Location matters in warfare, and that’s where AI makes a grand entry. Google has the technology and was only progressing — naturally, to help the military. Profits are key to the future of any company, and what they did cannot be termed unethical. What the military could do with AI technology is what should concern us.
The question here is: are we concerned enough? Or are we blindsided by the comfort provided by the latest tech? And it doesn’t help that 30 countries are developing autonomous weapons — killer robots and drones, that are getting better to do things their way — the locate-lock-and-target routine. Machines helping themselves to some human scalps is a scenario we may not wish upon ourselves, yet we appear meek. For the moment, governments are looking at all means (and machines) at their disposal to gain an edge in the great geopolitical game that is being played on different continents.
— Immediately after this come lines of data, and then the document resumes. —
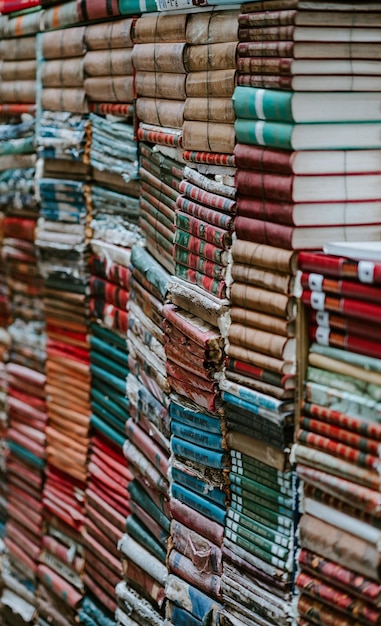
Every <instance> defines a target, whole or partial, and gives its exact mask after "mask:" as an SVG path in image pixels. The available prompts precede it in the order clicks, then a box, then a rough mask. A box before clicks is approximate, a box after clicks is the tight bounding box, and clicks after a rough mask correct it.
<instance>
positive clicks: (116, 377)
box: [80, 268, 132, 624]
mask: <svg viewBox="0 0 381 626" xmlns="http://www.w3.org/2000/svg"><path fill="white" fill-rule="evenodd" d="M122 269H123V270H125V272H124V273H125V274H127V273H128V270H127V268H122ZM110 271H111V270H110ZM109 285H110V287H113V284H112V283H111V282H110V283H109ZM90 330H91V339H90V343H91V352H90V361H91V365H90V369H91V410H92V415H91V425H92V427H93V428H92V437H91V450H90V457H89V465H88V486H87V490H86V515H85V521H84V526H85V532H84V544H85V570H84V571H85V576H84V582H85V586H86V592H87V595H86V597H87V600H91V602H90V604H89V603H88V602H84V604H83V605H82V608H81V613H80V617H81V616H82V617H81V619H82V620H83V619H84V616H85V615H88V616H89V617H92V619H94V621H95V623H96V624H98V621H97V619H95V618H94V616H93V610H94V606H96V607H97V610H98V613H99V616H103V617H104V618H105V619H106V618H109V619H110V620H111V619H112V618H113V616H114V613H115V610H116V598H115V586H116V585H117V584H118V583H119V582H120V579H121V576H122V566H121V563H120V558H119V554H118V550H117V543H118V541H119V539H120V538H121V537H122V535H123V532H124V529H125V523H126V517H127V515H128V514H129V512H130V508H129V500H128V493H127V487H128V484H129V482H130V480H131V479H132V475H131V472H130V471H129V469H128V468H127V466H126V462H125V459H124V456H123V450H122V447H123V443H124V432H125V420H126V416H127V415H128V401H127V400H126V397H125V389H126V379H127V375H128V365H127V360H128V355H127V342H126V333H125V332H120V331H119V332H118V331H115V330H110V329H108V328H107V327H105V325H104V323H103V319H102V317H100V318H98V319H95V321H94V323H93V324H92V325H91V328H90ZM89 593H90V596H89V595H88V594H89ZM99 616H98V619H99ZM85 623H86V622H85ZM99 623H101V621H100V622H99Z"/></svg>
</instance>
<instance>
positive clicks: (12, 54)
mask: <svg viewBox="0 0 381 626" xmlns="http://www.w3.org/2000/svg"><path fill="white" fill-rule="evenodd" d="M35 58H36V37H35V36H32V37H15V38H13V39H1V40H0V59H3V60H4V61H10V60H14V61H20V60H27V59H35Z"/></svg>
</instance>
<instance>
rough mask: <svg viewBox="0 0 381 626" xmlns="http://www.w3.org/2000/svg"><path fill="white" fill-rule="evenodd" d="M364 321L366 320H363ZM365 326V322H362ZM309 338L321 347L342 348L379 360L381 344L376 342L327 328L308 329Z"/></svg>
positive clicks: (380, 349)
mask: <svg viewBox="0 0 381 626" xmlns="http://www.w3.org/2000/svg"><path fill="white" fill-rule="evenodd" d="M365 319H366V318H365ZM364 323H365V324H366V321H364ZM309 334H310V337H311V339H312V341H316V342H317V343H320V344H322V345H329V346H333V347H334V348H343V349H344V350H349V351H350V352H357V353H358V354H364V355H365V356H371V357H374V358H376V359H380V358H381V344H380V343H378V341H377V338H378V335H377V337H376V340H374V339H373V340H369V339H364V338H362V337H356V336H355V335H348V334H345V335H344V334H341V333H335V332H333V331H330V330H329V329H327V328H323V329H322V328H321V327H320V326H317V327H316V328H310V330H309Z"/></svg>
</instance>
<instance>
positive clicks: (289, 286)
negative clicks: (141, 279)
mask: <svg viewBox="0 0 381 626" xmlns="http://www.w3.org/2000/svg"><path fill="white" fill-rule="evenodd" d="M238 175H239V171H238ZM239 201H240V197H239V196H238V199H237V203H239ZM294 266H295V259H294V255H293V254H292V253H290V252H288V251H283V250H279V249H277V248H272V247H271V246H264V245H261V244H253V243H251V242H250V241H248V240H247V238H245V237H243V236H242V235H241V236H239V235H238V234H237V238H236V240H235V241H234V244H233V247H232V265H231V278H232V280H231V284H230V302H231V309H230V312H229V316H230V323H229V326H228V331H227V346H226V353H227V356H226V367H225V378H224V380H222V381H221V383H220V387H221V389H222V391H223V393H222V397H223V399H224V401H225V402H226V419H227V428H228V443H229V446H230V448H231V456H232V470H231V472H230V481H231V486H230V489H231V505H230V508H229V510H228V514H227V521H226V529H225V541H224V549H223V553H224V574H223V577H222V584H223V592H224V601H225V604H226V607H227V608H226V615H227V617H226V619H227V620H228V623H229V624H230V623H231V624H249V623H250V619H251V617H250V616H251V612H252V611H253V607H254V610H255V612H256V613H257V614H258V615H260V616H261V619H262V620H263V623H279V622H281V623H288V622H289V620H290V612H291V602H290V601H291V582H292V571H293V517H294V508H295V504H294V499H293V481H292V474H291V471H290V465H289V462H288V454H289V449H290V445H291V443H292V440H293V419H294V418H293V410H294V389H295V363H296V346H295V339H294V335H295V328H294V322H295V313H296V311H295V301H294V298H293V296H292V289H293V272H295V267H294ZM243 581H244V582H243Z"/></svg>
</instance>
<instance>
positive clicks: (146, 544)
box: [126, 514, 167, 563]
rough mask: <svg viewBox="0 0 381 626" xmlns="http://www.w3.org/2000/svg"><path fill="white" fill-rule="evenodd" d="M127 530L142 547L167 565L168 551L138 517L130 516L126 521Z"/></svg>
mask: <svg viewBox="0 0 381 626" xmlns="http://www.w3.org/2000/svg"><path fill="white" fill-rule="evenodd" d="M126 530H127V532H128V534H129V535H130V536H131V537H132V538H133V539H135V541H137V542H138V543H140V544H141V545H142V546H144V547H145V548H147V550H149V551H150V552H151V553H152V554H153V555H154V556H156V558H158V559H159V561H161V562H162V563H165V559H166V556H167V553H166V551H165V550H164V549H163V548H162V546H161V545H160V544H159V542H158V541H157V540H156V539H155V537H154V536H153V535H152V533H151V532H150V531H149V530H148V529H147V528H146V526H144V524H142V523H141V521H140V520H139V519H138V518H137V517H136V515H134V514H132V515H129V516H128V517H127V519H126Z"/></svg>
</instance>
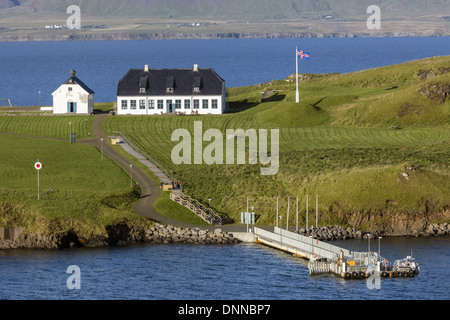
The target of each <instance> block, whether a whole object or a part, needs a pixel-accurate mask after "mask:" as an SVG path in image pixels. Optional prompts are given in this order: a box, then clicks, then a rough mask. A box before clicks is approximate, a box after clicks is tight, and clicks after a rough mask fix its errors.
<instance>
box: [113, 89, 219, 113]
mask: <svg viewBox="0 0 450 320" xmlns="http://www.w3.org/2000/svg"><path fill="white" fill-rule="evenodd" d="M161 101H162V108H160V107H161ZM197 101H198V102H197ZM197 103H198V108H195V107H196V106H197ZM170 105H171V106H172V111H171V112H172V113H175V112H184V113H186V114H187V115H188V114H194V113H195V112H196V111H197V112H198V114H222V113H224V112H225V108H226V104H225V94H223V95H221V96H201V95H195V96H159V97H158V96H128V97H125V96H118V97H117V114H118V115H127V114H129V115H144V114H148V115H152V114H153V115H154V114H161V113H163V114H165V113H170V110H169V108H170ZM187 106H189V108H187ZM178 107H179V108H178Z"/></svg>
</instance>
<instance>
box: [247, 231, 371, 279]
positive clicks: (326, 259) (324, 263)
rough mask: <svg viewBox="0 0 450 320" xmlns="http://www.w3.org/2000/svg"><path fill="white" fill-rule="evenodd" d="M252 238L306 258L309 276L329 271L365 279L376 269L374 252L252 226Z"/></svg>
mask: <svg viewBox="0 0 450 320" xmlns="http://www.w3.org/2000/svg"><path fill="white" fill-rule="evenodd" d="M254 235H255V238H256V242H258V243H261V244H265V245H268V246H271V247H273V248H277V249H279V250H283V251H286V252H289V253H292V254H294V255H296V256H297V257H302V258H305V259H309V264H308V268H309V272H310V273H311V274H318V273H330V272H331V273H334V274H336V275H338V276H341V277H345V276H346V274H347V275H348V273H349V272H356V273H357V277H358V278H365V277H367V276H368V274H369V272H371V270H373V269H376V268H377V267H378V269H379V263H377V262H378V254H377V253H376V252H357V251H351V250H348V249H345V248H341V247H338V246H335V245H332V244H329V243H326V242H323V241H320V240H317V239H314V238H312V237H311V238H310V237H305V236H303V235H301V234H298V233H295V232H291V231H288V230H284V229H281V228H278V227H274V231H273V232H271V231H268V230H264V229H261V228H257V227H255V228H254ZM378 271H379V270H378ZM353 278H355V276H353Z"/></svg>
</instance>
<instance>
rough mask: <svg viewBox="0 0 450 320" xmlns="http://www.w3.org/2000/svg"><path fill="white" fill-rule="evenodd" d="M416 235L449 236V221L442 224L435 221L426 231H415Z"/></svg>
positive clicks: (416, 235)
mask: <svg viewBox="0 0 450 320" xmlns="http://www.w3.org/2000/svg"><path fill="white" fill-rule="evenodd" d="M413 234H414V236H416V237H429V236H434V237H438V236H448V235H450V225H449V224H448V223H447V222H444V223H442V224H438V223H434V224H430V225H429V226H428V228H426V229H425V231H416V230H414V231H413Z"/></svg>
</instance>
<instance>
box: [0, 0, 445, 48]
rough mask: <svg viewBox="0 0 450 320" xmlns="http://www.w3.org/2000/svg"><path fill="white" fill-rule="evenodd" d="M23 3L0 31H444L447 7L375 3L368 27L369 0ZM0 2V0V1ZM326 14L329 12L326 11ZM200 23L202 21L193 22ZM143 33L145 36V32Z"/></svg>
mask: <svg viewBox="0 0 450 320" xmlns="http://www.w3.org/2000/svg"><path fill="white" fill-rule="evenodd" d="M20 3H21V7H15V8H10V9H5V10H0V38H1V39H8V40H9V41H11V40H17V38H19V39H22V40H25V39H34V40H44V39H45V40H65V39H68V38H69V36H75V37H76V38H78V39H80V40H83V39H85V40H87V39H91V40H94V39H117V37H118V36H119V37H121V38H122V39H135V38H136V37H141V36H142V35H147V36H149V35H150V36H154V35H155V34H158V35H159V37H163V36H168V37H174V36H175V37H179V36H180V35H191V36H192V35H194V38H195V37H197V36H198V35H208V36H214V35H217V34H221V35H222V36H227V35H228V34H234V33H238V34H239V33H246V34H250V35H253V36H255V35H257V34H260V35H263V34H265V33H269V34H289V33H296V34H298V33H313V34H320V33H328V34H329V33H339V34H345V33H353V34H366V35H371V36H378V35H380V34H384V35H386V34H403V35H407V34H409V33H414V34H416V35H449V32H448V23H449V22H448V20H445V19H444V17H445V16H448V12H449V11H450V7H449V4H448V1H446V0H428V1H419V0H410V1H403V0H392V1H389V2H380V1H379V2H378V3H375V4H376V5H378V6H380V8H381V17H382V29H380V30H368V29H367V27H366V23H365V22H366V20H367V19H368V17H369V14H367V13H366V10H367V8H368V6H369V5H372V4H374V3H373V2H372V1H369V0H367V1H357V0H349V1H342V0H314V1H311V0H310V1H299V0H298V1H292V0H258V1H255V0H227V1H220V0H190V1H182V0H167V1H160V0H131V1H120V0H91V1H80V0H79V1H73V0H64V1H57V0H39V1H36V0H23V1H20ZM72 4H76V5H79V6H80V10H81V20H82V27H83V28H82V29H81V30H67V29H66V30H64V29H57V30H56V29H44V28H43V26H44V25H46V24H56V25H64V24H66V20H67V18H68V16H69V15H68V14H66V10H67V8H68V6H69V5H72ZM0 6H1V4H0ZM328 15H331V16H332V18H331V19H328V18H326V16H328ZM193 22H199V23H201V24H202V25H201V26H196V27H192V26H190V24H192V23H193ZM309 27H311V29H310V28H309ZM143 38H146V37H145V36H144V37H143Z"/></svg>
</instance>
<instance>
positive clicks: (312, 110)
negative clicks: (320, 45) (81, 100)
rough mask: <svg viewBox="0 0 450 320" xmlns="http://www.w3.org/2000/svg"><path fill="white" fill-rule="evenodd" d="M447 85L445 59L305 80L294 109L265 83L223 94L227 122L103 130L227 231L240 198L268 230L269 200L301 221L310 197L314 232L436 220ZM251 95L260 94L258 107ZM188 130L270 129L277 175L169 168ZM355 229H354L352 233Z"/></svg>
mask: <svg viewBox="0 0 450 320" xmlns="http://www.w3.org/2000/svg"><path fill="white" fill-rule="evenodd" d="M449 76H450V56H445V57H436V58H431V59H425V60H421V61H413V62H408V63H404V64H399V65H395V66H389V67H383V68H377V69H373V70H366V71H361V72H355V73H351V74H344V75H336V74H332V75H321V76H311V77H310V78H311V79H310V80H305V81H301V82H300V92H301V101H300V103H299V104H296V103H295V102H294V99H295V83H294V82H292V81H291V82H289V81H286V80H278V81H271V82H269V83H266V84H259V85H256V86H250V87H242V88H230V89H229V94H230V106H231V107H232V109H233V110H235V111H236V110H239V112H237V113H232V114H227V115H221V116H196V117H190V116H185V117H161V116H149V117H141V116H136V117H133V116H123V117H112V118H109V119H107V121H106V123H105V129H107V130H112V131H121V132H123V133H124V134H125V135H126V136H127V137H128V138H130V139H131V140H132V141H133V142H134V143H136V144H137V145H138V146H139V147H140V148H142V149H143V150H145V151H147V152H148V153H149V154H150V155H151V156H152V157H154V158H156V159H157V160H158V162H160V163H161V164H162V165H163V166H164V167H166V168H168V169H169V170H171V171H172V172H173V174H174V175H175V176H176V177H178V178H180V179H181V181H182V183H183V186H184V191H185V192H186V193H187V194H189V195H190V196H192V197H194V198H196V199H199V200H200V201H202V202H204V203H206V204H207V203H208V199H212V200H211V206H213V207H214V208H215V209H216V210H217V211H219V212H223V213H226V214H228V215H229V216H230V217H231V218H233V219H235V220H236V221H239V219H240V212H241V211H243V210H245V205H246V197H249V200H250V203H251V205H252V206H254V207H255V208H256V209H255V211H256V212H257V213H258V222H259V223H261V224H273V223H274V222H275V199H276V197H277V196H278V197H281V198H283V203H282V204H280V210H282V211H283V212H285V211H286V209H287V203H286V201H287V197H288V196H289V197H290V199H291V201H292V199H295V197H296V196H297V195H298V196H299V198H300V206H301V208H302V209H301V210H303V211H302V212H304V209H303V208H305V197H306V195H307V194H309V195H310V196H313V195H315V194H318V195H319V199H320V206H319V210H320V217H321V218H320V219H321V224H330V223H341V224H354V221H353V220H352V222H351V221H350V219H349V218H348V217H349V216H352V215H353V214H359V215H361V214H362V215H363V216H364V217H366V218H367V217H370V216H372V217H373V216H377V217H380V216H383V215H385V219H387V218H386V217H388V216H390V215H392V214H405V215H407V216H408V215H409V216H410V217H414V218H412V219H413V220H414V219H418V218H417V217H419V216H421V215H426V216H428V218H429V219H438V220H439V219H444V220H445V219H449V217H448V210H447V211H445V209H444V208H446V207H447V208H448V206H449V204H450V203H449V200H450V197H449V193H448V190H450V180H449V179H448V176H449V174H450V172H449V171H448V169H449V162H448V154H449V152H450V145H449V141H450V128H449V123H450V99H449V96H450V95H449V93H450V89H449V87H448V83H449ZM306 78H308V76H307V77H306ZM287 80H289V79H287ZM427 88H428V89H427ZM261 92H266V95H264V97H263V98H262V97H261ZM271 93H273V94H272V95H271ZM194 121H202V125H203V130H207V129H208V128H218V129H220V130H221V131H222V132H223V133H225V130H226V129H230V128H233V129H237V128H242V129H248V128H254V129H262V128H267V129H269V128H278V129H279V130H280V166H279V171H278V173H277V174H276V175H274V176H261V175H260V171H259V170H260V167H261V165H259V164H258V165H249V164H246V165H206V164H202V165H178V166H176V165H174V164H173V163H172V161H171V150H172V148H173V147H174V146H175V144H176V143H175V142H172V141H170V137H171V133H172V132H173V130H175V129H178V128H185V129H188V130H190V131H191V134H193V122H194ZM224 136H226V135H225V134H224ZM224 144H225V142H224ZM206 145H207V143H204V145H203V147H205V146H206ZM205 177H208V178H207V179H205ZM430 203H434V204H435V206H434V207H433V208H434V209H430V208H429V204H430ZM388 204H389V205H388ZM392 204H395V205H392ZM291 208H293V204H292V203H291ZM310 208H312V207H311V206H310ZM311 210H312V209H311ZM442 212H447V213H446V214H444V215H441V213H442ZM292 217H293V215H292ZM293 219H294V218H292V221H291V222H290V224H291V225H292V223H294V220H293ZM364 219H365V218H364ZM364 219H360V220H359V222H358V223H357V224H358V225H354V226H355V227H361V224H362V223H363V222H362V221H366V220H364ZM369 221H370V219H369ZM384 221H386V220H384ZM302 223H304V220H303V222H302ZM365 223H368V222H367V221H366V222H365ZM380 223H381V222H380ZM372 227H373V226H372ZM380 228H381V227H380Z"/></svg>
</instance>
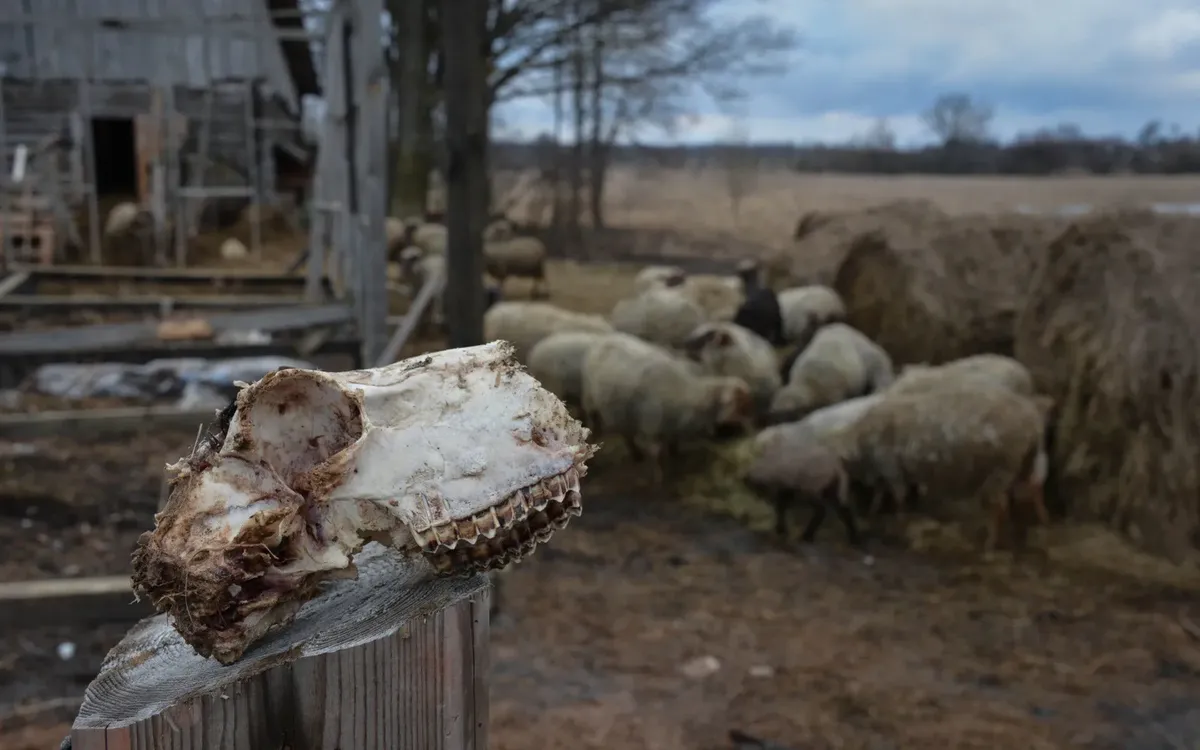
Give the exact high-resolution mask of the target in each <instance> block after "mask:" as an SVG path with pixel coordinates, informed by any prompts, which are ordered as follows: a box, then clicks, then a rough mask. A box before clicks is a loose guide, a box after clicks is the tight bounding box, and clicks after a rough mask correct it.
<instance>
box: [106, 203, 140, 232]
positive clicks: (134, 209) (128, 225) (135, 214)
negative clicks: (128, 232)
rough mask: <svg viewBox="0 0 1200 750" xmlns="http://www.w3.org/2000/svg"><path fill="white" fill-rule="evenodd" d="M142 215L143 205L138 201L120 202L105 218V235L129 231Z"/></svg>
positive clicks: (136, 222) (126, 231)
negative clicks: (138, 203) (138, 204)
mask: <svg viewBox="0 0 1200 750" xmlns="http://www.w3.org/2000/svg"><path fill="white" fill-rule="evenodd" d="M140 215H142V206H139V205H138V204H136V203H130V202H125V203H118V204H116V205H114V206H113V209H112V210H110V211H109V212H108V217H107V218H106V220H104V236H115V235H118V234H122V233H125V232H127V230H128V229H130V228H132V227H133V224H134V223H137V221H138V217H139V216H140Z"/></svg>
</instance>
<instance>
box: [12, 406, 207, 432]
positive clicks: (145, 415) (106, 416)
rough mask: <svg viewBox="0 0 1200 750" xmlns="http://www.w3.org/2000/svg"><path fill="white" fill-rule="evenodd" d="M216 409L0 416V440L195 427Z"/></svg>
mask: <svg viewBox="0 0 1200 750" xmlns="http://www.w3.org/2000/svg"><path fill="white" fill-rule="evenodd" d="M214 418H215V413H214V409H180V408H176V407H118V408H112V409H70V410H54V412H32V413H29V414H0V439H6V440H32V439H36V438H46V437H54V436H70V437H73V438H80V437H86V438H90V437H100V436H112V434H120V433H128V432H140V431H143V430H162V428H168V427H190V428H196V427H199V426H200V425H204V424H208V422H210V421H212V419H214Z"/></svg>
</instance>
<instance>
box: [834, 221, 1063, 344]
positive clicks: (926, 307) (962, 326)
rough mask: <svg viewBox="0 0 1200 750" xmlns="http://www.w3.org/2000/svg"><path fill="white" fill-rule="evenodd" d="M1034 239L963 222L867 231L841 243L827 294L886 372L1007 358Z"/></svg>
mask: <svg viewBox="0 0 1200 750" xmlns="http://www.w3.org/2000/svg"><path fill="white" fill-rule="evenodd" d="M1043 236H1044V230H1043V228H1042V226H1040V224H1038V223H1036V222H1027V221H1025V220H1021V221H1020V222H1016V223H1006V224H1002V223H997V221H996V220H986V218H982V217H970V216H966V217H948V216H947V217H944V218H943V220H942V221H940V222H935V223H930V224H929V226H926V227H924V228H920V229H919V230H887V232H884V230H872V232H868V233H864V234H860V235H859V236H857V238H856V239H854V240H853V241H852V242H851V245H850V250H848V252H847V253H846V259H845V260H844V262H842V263H841V266H840V268H839V269H838V274H836V275H835V277H834V281H833V288H834V289H836V292H838V294H839V295H841V299H842V301H844V302H845V304H846V322H847V323H850V324H851V325H853V326H854V328H857V329H858V330H860V331H863V332H864V334H866V335H868V336H870V337H871V338H872V340H874V341H876V342H877V343H878V344H880V346H882V347H883V348H884V349H887V352H888V354H890V355H892V358H893V360H894V361H895V364H896V365H906V364H912V362H930V364H942V362H947V361H950V360H954V359H959V358H962V356H970V355H972V354H984V353H989V352H990V353H995V354H1006V355H1012V352H1013V323H1014V320H1015V318H1016V312H1018V310H1019V308H1020V307H1021V305H1022V304H1024V294H1025V289H1026V287H1027V284H1028V277H1030V269H1031V268H1032V258H1033V257H1034V256H1036V254H1039V252H1040V247H1042V246H1043V245H1042V241H1043Z"/></svg>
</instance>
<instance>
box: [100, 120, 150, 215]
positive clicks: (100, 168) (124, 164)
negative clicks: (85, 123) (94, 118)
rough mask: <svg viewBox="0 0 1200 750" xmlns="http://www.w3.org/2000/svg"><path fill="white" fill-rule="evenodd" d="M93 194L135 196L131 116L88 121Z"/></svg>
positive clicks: (126, 196)
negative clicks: (90, 143) (92, 174)
mask: <svg viewBox="0 0 1200 750" xmlns="http://www.w3.org/2000/svg"><path fill="white" fill-rule="evenodd" d="M91 144H92V149H91V150H92V155H94V158H95V167H96V170H95V174H96V194H97V196H121V197H136V196H137V194H138V156H137V142H136V138H134V131H133V120H132V119H130V118H97V119H95V120H92V121H91Z"/></svg>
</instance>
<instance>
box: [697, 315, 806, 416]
mask: <svg viewBox="0 0 1200 750" xmlns="http://www.w3.org/2000/svg"><path fill="white" fill-rule="evenodd" d="M684 348H686V349H689V350H690V352H692V354H694V356H695V358H696V359H697V360H698V361H700V362H701V365H703V366H704V370H706V371H707V372H708V373H709V374H719V376H732V377H736V378H742V379H743V380H745V382H746V384H748V385H749V386H750V394H751V396H752V397H754V402H755V410H756V413H757V414H766V413H767V410H768V409H769V408H770V402H772V398H774V397H775V392H776V391H778V390H779V389H780V388H781V386H782V385H784V382H782V379H781V378H780V376H779V368H778V366H776V362H775V349H774V348H772V346H770V343H768V342H767V340H766V338H763V337H762V336H758V335H757V334H755V332H754V331H750V330H748V329H744V328H742V326H740V325H737V324H734V323H703V324H701V325H698V326H697V328H696V330H695V331H692V334H691V336H690V337H689V340H688V342H686V343H685V346H684Z"/></svg>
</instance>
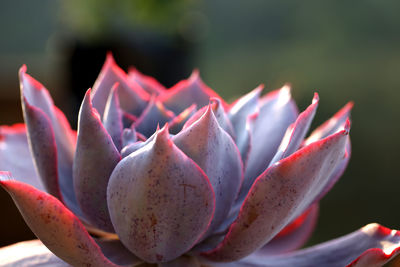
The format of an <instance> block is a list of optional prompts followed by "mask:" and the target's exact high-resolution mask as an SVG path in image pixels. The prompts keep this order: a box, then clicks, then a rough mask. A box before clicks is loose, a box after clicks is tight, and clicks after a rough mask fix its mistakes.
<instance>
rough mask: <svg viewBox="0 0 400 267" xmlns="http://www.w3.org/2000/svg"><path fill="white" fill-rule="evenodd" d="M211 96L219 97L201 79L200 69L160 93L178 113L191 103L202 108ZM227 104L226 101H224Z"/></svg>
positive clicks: (168, 108) (166, 105) (224, 103)
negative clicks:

Online, the algorithms driven by AI are already waging cyberwars, gaining the upperhand against people and systems. There are governments, corporations and even terrorists involved. In the real world, meanwhile, AI is making life easier as we interact more with machines than with people like us. Rapid strides have been made in healthcare, education, travel and other sectors using this remarkable technology.
Less human intervention may speed up some processes and save lives in many cases, but we need more people to control the same technology we have put out there for surveillance, intelligence gathering and quick skills (or kills) in the pursuit of war and peace.
One such weapon is an autonomous gun named the Samsung AGR Sentry gun that South Korea deploys on its border with North Korea. It can fire on its own if it spots enemy activity close to the 38th Parallel (the line dividing the two countries), or even an incursion. Do you know that the United States is developing a ‘thinking’ warship that can conquer the waves and shoot enemies on its own? But the biggest concern in the defence community is the prospect of autonomous drone swarms that can cause damage on an unimaginable scale.
And people can sit back and say: Look, no hands. Military analysts can claim that the terrain demanded it. Only the bad guys got hurt and we kept our troops at home, they will say. Others will proclaim defensive reflux made us develop these weapons to keep us and future generations out of harm’s way. All these are valid excuses as we develop a closer rapport with machines while shunning people-to-people contact and so-called confidence building measures (CBMs). Who knows, self-propelled ICBMs (Intercontinental Ballistic Missiles) tipped with nuclear weapons could be the answer in future wars, all because we didn’t ban them when we could and merely regulated their use.
We could always sing: “We didn’t start the fire, it was always burning, since the world’s been turning,” like Billy Joel. Sure, we can’t blame ourselves for getting to the Third Revolution in Warfare in double quick time. We’ve traded our intelligence for comfort, and the sanctuary of security provided by machines that have a mind of their own. Intellect and wisdom, that we humans are proud of, have been given the short shrift. With Project Maven, covert, weaponised AI is out of the bag. I’ve made my peace with it. You should, too.